Practical 3-5: Stochastic SIR model

Overview

In this practical we will run a stochastic version of the SIR model and compare it to the deterministic model from practical series 2.

Background

Having created our stochastic version of the SIS model in the previous practical we are now ready to extend this framework to the SIR model.

Tasks

Using the code from the previous demo d0304_run_SIS and timestep_stochastic_SIS() (from Practical 3-4), create a new demo d0305_run_SIR and a new function, timestep_stochastic_SIR() that will simulate the stochastic SIR model.

1. Write a function

To produce timestep_stochastic_SIR() requires a small change to the update step to move the newly recovered individuals into the recovered class rather than back into the susceptible class. Remember also to include the recovereds in the population size calculation.

To overlay the corresponding plot from the deterministic model you will also need to use run_simulation() on the timestep_deterministic_SIR() function from Practical 2-4, and then plot using new.graph = FALSE.

2. Write a demo

This should be relatively straightforward. To produce d0305_run_SIR you need to add a “recovereds” population to the data frame, remembering to specify initial values for this new population.

Report

1. Compare stochastic and deterministic models

Run the code with a transmission rate of 0.2, a recovery rate of 0.1, 2 initial infecteds and 0 initial recovereds from a population size of 100. Demonstrate the variability in the results of the stochastic model and overlay the deterministic results from Practical 2-5.
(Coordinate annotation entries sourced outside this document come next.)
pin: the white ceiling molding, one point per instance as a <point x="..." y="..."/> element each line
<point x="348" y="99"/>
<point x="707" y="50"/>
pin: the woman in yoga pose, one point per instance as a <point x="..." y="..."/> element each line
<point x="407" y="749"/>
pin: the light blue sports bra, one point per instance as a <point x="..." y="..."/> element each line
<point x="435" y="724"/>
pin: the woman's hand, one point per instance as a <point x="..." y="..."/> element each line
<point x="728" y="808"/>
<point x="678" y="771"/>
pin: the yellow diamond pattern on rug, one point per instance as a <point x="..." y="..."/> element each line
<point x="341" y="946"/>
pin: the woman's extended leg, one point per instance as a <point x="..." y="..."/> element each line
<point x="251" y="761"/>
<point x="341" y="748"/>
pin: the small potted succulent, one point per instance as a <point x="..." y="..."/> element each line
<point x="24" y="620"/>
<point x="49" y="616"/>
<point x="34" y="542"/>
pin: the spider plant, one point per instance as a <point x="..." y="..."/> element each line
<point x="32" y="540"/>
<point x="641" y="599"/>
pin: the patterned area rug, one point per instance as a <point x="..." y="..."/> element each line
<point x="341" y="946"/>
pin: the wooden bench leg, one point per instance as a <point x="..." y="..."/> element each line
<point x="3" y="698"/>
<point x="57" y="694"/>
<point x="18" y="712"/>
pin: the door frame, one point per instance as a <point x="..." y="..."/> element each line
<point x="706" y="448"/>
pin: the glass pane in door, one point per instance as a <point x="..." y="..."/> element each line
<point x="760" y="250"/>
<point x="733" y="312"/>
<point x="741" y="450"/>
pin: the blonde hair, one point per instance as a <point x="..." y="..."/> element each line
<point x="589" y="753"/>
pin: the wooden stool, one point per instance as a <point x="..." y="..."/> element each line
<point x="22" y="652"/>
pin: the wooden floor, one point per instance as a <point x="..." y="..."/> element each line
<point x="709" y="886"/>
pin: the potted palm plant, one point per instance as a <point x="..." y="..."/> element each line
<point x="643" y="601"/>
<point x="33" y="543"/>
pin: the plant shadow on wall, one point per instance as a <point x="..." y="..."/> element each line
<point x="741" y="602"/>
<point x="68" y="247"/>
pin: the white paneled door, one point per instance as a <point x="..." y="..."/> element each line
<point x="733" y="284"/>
2. Vary population parameters

Run the code for different initial conditions (number of infecteds and recovereds), and population size. Why do the plots of the stochastic simulation end before those of the deterministic simulation? What happens as you increase the population size? Illustrate these effects in your demo.

3. Vary transmission rate

Now try increasing the transmission rate to increase the value of \(R_0\). Given a default value for the recovery rate of 0.1 what would the transmission rate need to be to simulate an outbreak with an \(R_0\) of 15?

Check it works

As with previous exercises, you need to check that everything works correctly – that the package installs, and the demos and help files work and you can generate reports from the demos – and then we want you to get a couple of other people in your subgroup to check your code and make sure it works for them, and we want you to check other people’s code too. We describe how to do this for packages in GitHub in Practical 3-1 (also under Check it works) if you’re uncertain.

Remember, interacting like this through GitHub to help each other will count as most of your engagement marks for the course.